I have my own experience as a theatre director entrusting him the musical score in the Kelaniya University production of Aesop, an experiment in creative communication on Aesopian parables freely interpreted on the stage in order to give modern meanings and ideologies. Maestro Khemadasa to my observation had one of the most energetic tasks to perform on words and verbal patterns musically with vocal and musical fusions, as suited to the theatrical situations in the text.

This was one moment where I understood the actual meaning of the term musical interpretation of a play text. At certain moments in his interpretation he takes the choreography quite seriously and makes better amendments to suit the director.

This I have observed in several play productions such as Sugathapala De Silva' s 'Marat Sade' and Ranjit Dharmakirti's 'Angaraganga' and many other works. He would go to the extent of helping the play director to make his function far more interpretative than the manner he expected earlier.

The late professor Ediriwira Sarachchandra once made use of his interpretative skills in one of his short plays 'Mahasara' about which he feels that maestro Khemadasa had elevated the meanings in the text farther than he expected.

This factor of the creative use of music in its variant forms were observable in his own productions of musicals and ballets like 'Manasa Vila' and 'Doramandalava'.

The crux of the matter was the elevation of the textual matter into a musical interpretation sustaining the spectator's interest. This was also observed in various Sinhala films like 'Bambaru Avit', 'Goluhadavata', 'Tunveniyamaya' and 'Sirimadura'.
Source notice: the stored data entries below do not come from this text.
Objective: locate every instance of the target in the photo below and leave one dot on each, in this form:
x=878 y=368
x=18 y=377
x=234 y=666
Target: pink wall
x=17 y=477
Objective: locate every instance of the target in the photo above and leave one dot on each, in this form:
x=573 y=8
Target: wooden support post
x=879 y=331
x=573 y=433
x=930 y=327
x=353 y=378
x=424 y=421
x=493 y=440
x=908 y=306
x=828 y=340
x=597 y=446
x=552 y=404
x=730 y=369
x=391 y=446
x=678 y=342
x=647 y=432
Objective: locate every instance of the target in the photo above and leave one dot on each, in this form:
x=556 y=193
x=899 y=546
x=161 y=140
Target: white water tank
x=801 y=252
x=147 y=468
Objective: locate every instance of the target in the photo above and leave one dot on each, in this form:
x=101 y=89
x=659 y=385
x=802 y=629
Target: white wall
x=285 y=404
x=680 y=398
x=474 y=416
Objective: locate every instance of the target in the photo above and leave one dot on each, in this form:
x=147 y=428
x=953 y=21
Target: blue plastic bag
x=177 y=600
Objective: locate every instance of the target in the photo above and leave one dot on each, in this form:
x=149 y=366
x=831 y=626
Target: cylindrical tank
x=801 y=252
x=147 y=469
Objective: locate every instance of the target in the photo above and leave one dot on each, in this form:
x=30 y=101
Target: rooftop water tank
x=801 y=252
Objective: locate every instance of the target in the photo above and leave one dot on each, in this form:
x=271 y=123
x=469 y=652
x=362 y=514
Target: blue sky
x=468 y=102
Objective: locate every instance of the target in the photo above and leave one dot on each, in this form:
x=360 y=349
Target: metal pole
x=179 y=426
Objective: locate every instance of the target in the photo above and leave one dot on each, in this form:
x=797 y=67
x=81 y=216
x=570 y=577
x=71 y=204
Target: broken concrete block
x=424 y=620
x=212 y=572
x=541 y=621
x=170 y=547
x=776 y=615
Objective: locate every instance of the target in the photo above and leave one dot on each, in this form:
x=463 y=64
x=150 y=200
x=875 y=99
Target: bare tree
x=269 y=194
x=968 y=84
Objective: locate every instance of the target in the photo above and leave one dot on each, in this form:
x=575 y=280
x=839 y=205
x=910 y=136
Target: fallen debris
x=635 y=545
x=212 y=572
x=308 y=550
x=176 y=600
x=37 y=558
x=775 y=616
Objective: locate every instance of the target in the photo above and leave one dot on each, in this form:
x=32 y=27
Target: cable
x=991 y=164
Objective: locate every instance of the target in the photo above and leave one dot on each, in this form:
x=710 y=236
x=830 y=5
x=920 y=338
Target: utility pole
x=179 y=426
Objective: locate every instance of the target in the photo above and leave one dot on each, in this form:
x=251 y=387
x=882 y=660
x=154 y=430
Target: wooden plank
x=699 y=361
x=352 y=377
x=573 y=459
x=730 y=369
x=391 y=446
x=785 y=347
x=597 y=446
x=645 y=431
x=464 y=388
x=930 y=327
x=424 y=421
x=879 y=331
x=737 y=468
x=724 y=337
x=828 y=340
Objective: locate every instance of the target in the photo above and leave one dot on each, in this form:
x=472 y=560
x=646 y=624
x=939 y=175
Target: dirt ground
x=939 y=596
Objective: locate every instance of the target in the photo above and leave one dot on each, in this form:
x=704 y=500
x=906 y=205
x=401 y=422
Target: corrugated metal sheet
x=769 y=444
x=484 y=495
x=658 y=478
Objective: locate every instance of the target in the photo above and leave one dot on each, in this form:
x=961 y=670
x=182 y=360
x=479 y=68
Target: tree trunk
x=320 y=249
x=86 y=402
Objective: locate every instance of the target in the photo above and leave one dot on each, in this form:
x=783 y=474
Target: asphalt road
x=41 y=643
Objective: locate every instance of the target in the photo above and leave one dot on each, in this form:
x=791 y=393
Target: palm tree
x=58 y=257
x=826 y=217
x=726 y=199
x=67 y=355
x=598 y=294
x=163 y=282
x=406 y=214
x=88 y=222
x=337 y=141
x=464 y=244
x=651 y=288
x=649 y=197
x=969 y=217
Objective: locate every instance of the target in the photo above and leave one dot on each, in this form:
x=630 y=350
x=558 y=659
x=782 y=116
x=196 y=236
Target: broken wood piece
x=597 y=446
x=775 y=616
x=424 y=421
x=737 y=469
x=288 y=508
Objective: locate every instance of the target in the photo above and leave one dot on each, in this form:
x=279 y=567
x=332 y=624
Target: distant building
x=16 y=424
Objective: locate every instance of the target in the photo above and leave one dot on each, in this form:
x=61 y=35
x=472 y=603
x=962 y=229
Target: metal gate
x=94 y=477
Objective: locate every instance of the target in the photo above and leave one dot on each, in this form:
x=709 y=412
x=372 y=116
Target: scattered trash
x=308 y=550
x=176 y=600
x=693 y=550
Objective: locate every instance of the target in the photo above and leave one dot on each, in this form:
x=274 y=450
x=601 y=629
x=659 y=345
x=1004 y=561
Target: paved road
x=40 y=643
On interpreting the subtleties of lyrics creator Khemadasa sees the inner meanings as against the superficialities giving new meanings to words and verbal patterns. In two of his radio and television chat programmes titled 'Parikalpana' and 'Sara Sabamada Telegi Nimavum' respectively, he emphasized the need to know the strengths of each medium in order to build a better musical tradition in the country.

He explained over and over again the strength utilized for the sound medium over the years may not suit in the same manner when making use of a visual medium like television, and as such the musician should in his opinion be geared to the modern use of each media knowing the similarities and dissimilarities in order to avoid the stupidities and pitfalls as performers.

This is one area which is studied with meticulous care by him for some time. He also said that the singer with the microphone in hand may sing the best song he or she had sung for the sound medium but the impact on the visual medium is quite different.

In order to help the spectator get a better view of what he is trying to explain he designed and got some of his pupils to sing and perform some of his own examples. He had done the same thing with some of the film sequences.

"The new trends in performing arts may not be reckoned as alien to us for we had the practicing concept in our society as adhered to by the folk ritual like the kankariya and other forms of folk performances.

As such one must not merely borrow from the West all that is thrown and thrust on us as popular culture. We should trace this cultural aspects as sensitively as possible and explore the possibilities for the modern day usage," he says "but these areas are not clearly understood neither by the modern day singer cum performer musician nor by the dancer in the fullest sense of the term." In this direction he looks more an orientalist than a borrower and a follower of the modern day foreign popular cultural aspects in mass media.

All in all, the contribution of Maestro Premasiri Khemadasa won him the coveted honourary doctorate [D.Litt] from the University of Ruhuna and the master known so far became a doctor.

Our good friend the lyric writer Lucien Bulathsinhala has not only written some of the finest lyrics to him but also has written a book illustrating the various struggles in his creative journey over the years. As long as we sense, hear and see the nature of creativity of Dr. Khemadasa, so long will he live amidst us. Sukhi Dighayukho Bhava May you live long.